Ce que ce « roman » met particulièrement en lumière, bien entendu, et en ce sens c’est, en dépit des critiques, une réussite, c’est l’extraordinaire tendance à accomplir les pires actions comme « un travail ». Dans le premier chapitre (« Toccata »), celui qui prend le lecteur (« Frères humains… ») au colbac, le narrateur raconte le cas du programme d’extermination des handicapés lourds et des malades mentaux allemands, dit programme « Euthanasie » ou « T-4 ». « ici, les malades sélectionnés dans le cadre d’un dispositif légal étaient accueillis dans un bâtiment par des infirmières professionnelles, qui les enregistraient et les déshabillaient ; des médecins les examinaient et les conduisaient à une chambre close ; un ouvrier administrait le gaz ; d’autres nettoyaient ; un policier établissait le certificat de décès. Interrogée après la guerre, chacune des personnes a dit : Moi, coupable ? » (p. 25). Bien sûr, personne ne se sent coupable car chacun a FAIT SON TRAVAIL.

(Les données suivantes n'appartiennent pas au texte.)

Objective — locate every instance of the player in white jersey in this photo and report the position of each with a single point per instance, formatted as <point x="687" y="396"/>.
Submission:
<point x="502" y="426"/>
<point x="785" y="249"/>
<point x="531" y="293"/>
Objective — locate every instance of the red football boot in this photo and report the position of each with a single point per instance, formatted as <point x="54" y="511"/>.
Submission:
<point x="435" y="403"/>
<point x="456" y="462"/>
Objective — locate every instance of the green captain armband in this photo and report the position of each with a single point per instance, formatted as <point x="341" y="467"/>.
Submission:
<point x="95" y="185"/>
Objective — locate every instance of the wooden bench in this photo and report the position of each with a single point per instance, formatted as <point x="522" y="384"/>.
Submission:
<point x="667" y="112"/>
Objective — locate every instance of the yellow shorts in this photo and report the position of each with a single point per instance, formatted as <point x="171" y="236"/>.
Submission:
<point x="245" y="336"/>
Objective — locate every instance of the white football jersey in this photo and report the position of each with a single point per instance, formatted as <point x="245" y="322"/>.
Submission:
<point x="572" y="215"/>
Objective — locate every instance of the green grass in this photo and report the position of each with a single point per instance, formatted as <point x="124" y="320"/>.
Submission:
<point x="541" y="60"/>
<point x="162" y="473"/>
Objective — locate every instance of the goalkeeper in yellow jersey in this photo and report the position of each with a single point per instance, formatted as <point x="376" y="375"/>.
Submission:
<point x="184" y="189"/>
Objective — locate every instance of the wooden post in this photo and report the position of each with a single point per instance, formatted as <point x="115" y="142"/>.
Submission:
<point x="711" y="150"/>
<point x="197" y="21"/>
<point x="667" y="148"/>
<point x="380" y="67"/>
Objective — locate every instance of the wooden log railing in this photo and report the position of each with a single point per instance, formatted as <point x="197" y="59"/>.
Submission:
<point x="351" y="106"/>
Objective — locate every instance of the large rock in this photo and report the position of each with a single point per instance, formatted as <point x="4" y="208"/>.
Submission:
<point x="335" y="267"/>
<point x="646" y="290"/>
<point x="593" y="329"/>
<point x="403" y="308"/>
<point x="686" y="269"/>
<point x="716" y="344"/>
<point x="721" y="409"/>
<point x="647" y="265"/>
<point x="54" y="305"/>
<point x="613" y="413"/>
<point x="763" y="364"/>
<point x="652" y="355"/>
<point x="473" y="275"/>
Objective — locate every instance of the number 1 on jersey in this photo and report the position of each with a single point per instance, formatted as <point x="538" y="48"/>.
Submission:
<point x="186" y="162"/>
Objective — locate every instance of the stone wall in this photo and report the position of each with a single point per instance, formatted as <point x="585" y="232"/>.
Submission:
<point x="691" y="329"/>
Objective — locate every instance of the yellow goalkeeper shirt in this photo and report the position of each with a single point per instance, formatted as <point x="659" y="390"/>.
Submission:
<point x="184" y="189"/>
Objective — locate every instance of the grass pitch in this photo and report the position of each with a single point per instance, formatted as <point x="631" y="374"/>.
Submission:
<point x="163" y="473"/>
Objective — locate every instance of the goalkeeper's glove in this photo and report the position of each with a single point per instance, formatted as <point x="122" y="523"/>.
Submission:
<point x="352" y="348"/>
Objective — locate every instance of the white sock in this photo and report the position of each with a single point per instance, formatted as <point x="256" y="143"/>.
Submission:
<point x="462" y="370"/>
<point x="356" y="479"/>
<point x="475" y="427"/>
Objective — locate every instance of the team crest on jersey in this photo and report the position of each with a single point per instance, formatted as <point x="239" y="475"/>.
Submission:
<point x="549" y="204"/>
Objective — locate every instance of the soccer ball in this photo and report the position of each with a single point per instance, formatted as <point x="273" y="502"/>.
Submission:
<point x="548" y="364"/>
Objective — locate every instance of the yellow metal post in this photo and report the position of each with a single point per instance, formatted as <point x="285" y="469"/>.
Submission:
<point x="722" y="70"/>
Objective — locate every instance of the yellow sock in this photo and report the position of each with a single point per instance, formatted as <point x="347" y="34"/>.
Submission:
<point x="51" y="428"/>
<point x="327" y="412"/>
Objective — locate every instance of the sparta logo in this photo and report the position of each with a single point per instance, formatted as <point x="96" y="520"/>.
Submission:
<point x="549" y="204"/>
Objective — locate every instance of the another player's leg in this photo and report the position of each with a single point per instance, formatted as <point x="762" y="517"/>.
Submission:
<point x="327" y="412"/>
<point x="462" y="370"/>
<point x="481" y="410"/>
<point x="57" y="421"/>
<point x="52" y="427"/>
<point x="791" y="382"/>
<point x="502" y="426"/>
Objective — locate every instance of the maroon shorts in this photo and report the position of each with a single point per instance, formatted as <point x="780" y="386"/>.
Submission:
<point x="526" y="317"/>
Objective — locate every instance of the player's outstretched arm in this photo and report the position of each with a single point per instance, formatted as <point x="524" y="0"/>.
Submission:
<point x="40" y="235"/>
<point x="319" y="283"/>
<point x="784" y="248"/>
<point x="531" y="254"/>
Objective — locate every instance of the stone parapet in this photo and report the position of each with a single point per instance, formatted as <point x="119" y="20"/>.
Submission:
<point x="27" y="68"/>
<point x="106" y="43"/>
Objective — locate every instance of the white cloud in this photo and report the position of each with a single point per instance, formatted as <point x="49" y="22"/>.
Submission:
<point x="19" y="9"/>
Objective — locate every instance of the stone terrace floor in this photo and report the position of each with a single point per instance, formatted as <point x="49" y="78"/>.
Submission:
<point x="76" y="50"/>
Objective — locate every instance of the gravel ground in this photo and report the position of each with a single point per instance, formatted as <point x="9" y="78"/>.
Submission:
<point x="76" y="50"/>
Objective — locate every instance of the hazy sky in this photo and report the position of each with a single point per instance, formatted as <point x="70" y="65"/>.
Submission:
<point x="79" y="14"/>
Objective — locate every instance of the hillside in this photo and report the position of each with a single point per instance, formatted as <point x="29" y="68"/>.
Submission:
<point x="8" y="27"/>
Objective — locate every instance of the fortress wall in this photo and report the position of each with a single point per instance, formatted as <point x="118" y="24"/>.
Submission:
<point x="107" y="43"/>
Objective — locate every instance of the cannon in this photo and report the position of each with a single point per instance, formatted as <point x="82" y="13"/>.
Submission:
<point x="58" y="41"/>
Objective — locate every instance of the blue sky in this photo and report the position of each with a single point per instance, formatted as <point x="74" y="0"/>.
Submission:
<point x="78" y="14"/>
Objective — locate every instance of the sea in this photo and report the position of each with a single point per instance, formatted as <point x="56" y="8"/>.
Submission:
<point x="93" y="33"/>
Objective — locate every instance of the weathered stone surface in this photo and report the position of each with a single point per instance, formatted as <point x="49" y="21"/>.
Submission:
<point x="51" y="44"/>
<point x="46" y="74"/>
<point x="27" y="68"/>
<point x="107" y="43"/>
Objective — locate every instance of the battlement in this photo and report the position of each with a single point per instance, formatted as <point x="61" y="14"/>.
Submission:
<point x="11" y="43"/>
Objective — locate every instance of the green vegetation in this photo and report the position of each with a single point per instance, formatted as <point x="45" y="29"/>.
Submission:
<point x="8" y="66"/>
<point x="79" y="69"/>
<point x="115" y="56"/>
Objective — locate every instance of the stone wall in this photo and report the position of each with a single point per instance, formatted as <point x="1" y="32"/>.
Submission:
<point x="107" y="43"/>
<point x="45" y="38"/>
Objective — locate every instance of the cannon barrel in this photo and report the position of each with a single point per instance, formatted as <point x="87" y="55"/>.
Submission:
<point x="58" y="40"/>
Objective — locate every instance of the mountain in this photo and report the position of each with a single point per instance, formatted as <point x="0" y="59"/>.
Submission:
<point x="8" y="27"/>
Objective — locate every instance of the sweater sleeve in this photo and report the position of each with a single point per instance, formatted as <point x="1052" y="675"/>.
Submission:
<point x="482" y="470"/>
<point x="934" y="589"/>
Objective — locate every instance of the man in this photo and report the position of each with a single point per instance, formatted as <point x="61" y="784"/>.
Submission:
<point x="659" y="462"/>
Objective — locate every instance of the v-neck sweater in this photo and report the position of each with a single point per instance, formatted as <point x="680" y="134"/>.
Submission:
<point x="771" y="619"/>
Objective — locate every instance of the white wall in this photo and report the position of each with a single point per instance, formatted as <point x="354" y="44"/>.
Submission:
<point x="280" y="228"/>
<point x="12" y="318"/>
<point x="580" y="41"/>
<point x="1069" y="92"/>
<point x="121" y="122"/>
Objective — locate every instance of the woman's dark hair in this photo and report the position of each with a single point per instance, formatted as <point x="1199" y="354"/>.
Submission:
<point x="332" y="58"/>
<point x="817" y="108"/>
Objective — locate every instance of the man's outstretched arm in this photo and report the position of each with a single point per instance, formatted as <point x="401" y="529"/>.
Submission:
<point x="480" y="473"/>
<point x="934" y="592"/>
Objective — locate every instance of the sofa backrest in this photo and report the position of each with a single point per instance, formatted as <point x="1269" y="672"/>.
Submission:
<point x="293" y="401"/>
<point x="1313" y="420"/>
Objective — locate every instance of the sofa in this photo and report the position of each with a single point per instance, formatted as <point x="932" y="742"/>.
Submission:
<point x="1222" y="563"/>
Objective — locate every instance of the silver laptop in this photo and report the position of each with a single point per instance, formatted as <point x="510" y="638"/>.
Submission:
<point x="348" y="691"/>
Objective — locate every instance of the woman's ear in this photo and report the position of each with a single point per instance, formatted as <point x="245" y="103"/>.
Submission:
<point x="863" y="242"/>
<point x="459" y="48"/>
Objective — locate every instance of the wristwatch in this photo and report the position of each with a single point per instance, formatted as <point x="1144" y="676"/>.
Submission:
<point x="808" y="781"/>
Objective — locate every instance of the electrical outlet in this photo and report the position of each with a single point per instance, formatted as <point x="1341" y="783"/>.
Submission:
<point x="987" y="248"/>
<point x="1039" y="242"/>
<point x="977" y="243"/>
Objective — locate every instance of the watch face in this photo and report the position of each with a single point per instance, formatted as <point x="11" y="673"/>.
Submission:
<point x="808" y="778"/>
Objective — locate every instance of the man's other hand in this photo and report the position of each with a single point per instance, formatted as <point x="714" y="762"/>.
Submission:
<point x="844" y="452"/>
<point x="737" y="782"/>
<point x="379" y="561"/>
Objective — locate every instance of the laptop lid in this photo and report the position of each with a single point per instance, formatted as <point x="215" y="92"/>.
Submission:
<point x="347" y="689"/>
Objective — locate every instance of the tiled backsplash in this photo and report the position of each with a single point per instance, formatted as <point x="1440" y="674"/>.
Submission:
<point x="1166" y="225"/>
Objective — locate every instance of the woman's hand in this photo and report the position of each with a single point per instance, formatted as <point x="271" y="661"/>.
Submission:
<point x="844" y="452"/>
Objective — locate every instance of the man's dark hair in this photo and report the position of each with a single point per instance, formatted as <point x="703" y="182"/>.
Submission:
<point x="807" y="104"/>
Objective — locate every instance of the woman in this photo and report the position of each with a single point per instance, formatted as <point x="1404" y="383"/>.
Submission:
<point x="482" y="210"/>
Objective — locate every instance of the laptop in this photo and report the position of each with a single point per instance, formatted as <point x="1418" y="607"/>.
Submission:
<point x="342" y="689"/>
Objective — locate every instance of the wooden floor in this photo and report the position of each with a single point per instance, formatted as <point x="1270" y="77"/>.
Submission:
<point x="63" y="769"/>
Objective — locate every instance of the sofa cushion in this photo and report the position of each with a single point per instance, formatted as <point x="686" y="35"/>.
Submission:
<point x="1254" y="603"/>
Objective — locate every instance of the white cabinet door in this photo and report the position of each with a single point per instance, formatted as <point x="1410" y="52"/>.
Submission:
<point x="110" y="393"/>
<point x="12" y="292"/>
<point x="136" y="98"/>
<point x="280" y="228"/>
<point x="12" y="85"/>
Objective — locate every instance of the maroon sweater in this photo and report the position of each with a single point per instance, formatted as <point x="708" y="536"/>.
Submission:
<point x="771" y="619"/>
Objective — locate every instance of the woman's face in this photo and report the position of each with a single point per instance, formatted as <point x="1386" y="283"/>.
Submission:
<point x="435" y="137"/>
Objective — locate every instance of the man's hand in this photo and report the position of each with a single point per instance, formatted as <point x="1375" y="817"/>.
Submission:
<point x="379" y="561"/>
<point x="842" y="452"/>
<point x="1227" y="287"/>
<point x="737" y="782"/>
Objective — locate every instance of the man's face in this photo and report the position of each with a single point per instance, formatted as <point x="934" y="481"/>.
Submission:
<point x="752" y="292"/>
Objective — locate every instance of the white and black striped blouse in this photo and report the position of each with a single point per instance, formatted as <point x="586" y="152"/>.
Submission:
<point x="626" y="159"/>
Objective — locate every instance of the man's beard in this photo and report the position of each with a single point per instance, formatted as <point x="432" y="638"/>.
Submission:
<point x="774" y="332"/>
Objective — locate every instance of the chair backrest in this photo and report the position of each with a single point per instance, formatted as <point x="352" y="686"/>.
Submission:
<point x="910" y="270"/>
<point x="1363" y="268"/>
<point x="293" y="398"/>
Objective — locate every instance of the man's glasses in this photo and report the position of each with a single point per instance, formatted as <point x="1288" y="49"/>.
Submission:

Que de fois n’entendons-nous pas cette justification dans l’univers quotidien. « Moi, je fais mon travail, un point c’est tout », « je fais ce qu’on me demande », « je fais ce pour quoi je suis payé » etc. éternelles excuses de toutes les démissions, de toutes les indifférences, dont les cas extrêmes comme celui fourni par l’organisation méthodique des assassinats nazis, donnent la mesure de la possible déresponsabilisation humaine.
D’une manière similaire, on est glacé par les manières dont les « ouvriers du massacre » retraduisent sous forme d’excuses (« c’est sal, on n’a pas eu le temps de nettoyer ») l’existence de traces des supplices (on entassait les victimes à l’arrière de camions Saurer et là on leur envoyait les gaz, elles laissaient derrière elles des déjections).
Je ne sais pas si l’auteur a bien fait de dire tout cela sous la forme d’une longue confession d’un participant, ce qui suppose nécessairement d’entrer dans sa « psychologie », de « l’humaniser » en quelque sorte. Je sais que le risque de la lecture de ce genre d’ouvrage est de tomber dans la fascination morbide. Je n’aime pas que, parce que vu par le regard d’un personnage qui dit « je », certains aspects du massacre soient mis en avant par rapport à d’autres, ceux qui sont supposés « émouvoir » davantage le narrateur. On est, par exemple, censé être plus ému par le meurtre d’une jolie et élégante jeune femme que par celui d’un quidam ordinaire.
C’est inévitablement le travers d’un parti pris romanesque qui, en effet, ne devrait peut-être pas pouvoir être pris à propos d’un épisode si grave et unique de notre histoire.
Je reparlerai plus tard de ma lecture comme épreuve… lorsque j’en serai venu à bout.